Side note: everything that’s ever existed is “flawed,” it’s a weird word to use in the context of something you want to discredit, because then your alternative had better be “flawless” and it obviously isn’t.




There were several pieces here that conspired to produce the unfortunate end result, the blackmailing attacker exploiting the broken perimeter security was just the last piece.


There was perimeter security in this case. The user diligently configured a white-list only UFW firewall. That is their perimeter.

Docker diligently sidestepped that firewall, and in so doing exposed that this was a case of perimeter security. Because by bypassing that single external filter, the entire service was now vulnerable.


I guess this is hair-splitting semantics, but I think when most people say "perimeter security" in the context of a web production environment, they mean that things like DBs, message queues, and backend services share a private network with the servers that actually terminate user TCP connections.

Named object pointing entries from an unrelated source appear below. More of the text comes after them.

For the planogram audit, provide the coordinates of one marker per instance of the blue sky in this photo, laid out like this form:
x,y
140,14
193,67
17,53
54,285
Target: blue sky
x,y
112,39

Obviously with only perimeter security, those servers are soft targets to an attacker who compromises a frontend host. I am all for hardening the interior.

"Don't put stuff on the internet that doesn't need to be, even if you think it's secure, because it's probably complicated enough for you to be mistaken about that." This is a perimeter security philosophy, and also what OP needed. If anything the host-level firewall mishap seems closer to an application-level authz bypass than to a pivot across a "trustworthy" network.


There was no perimeter security here

...yet MongoDB's (default) configuration assumes there is. That's the big problem with perimeter security: applications offloading their security responsibility to other, possibly imaginary, parts of the system.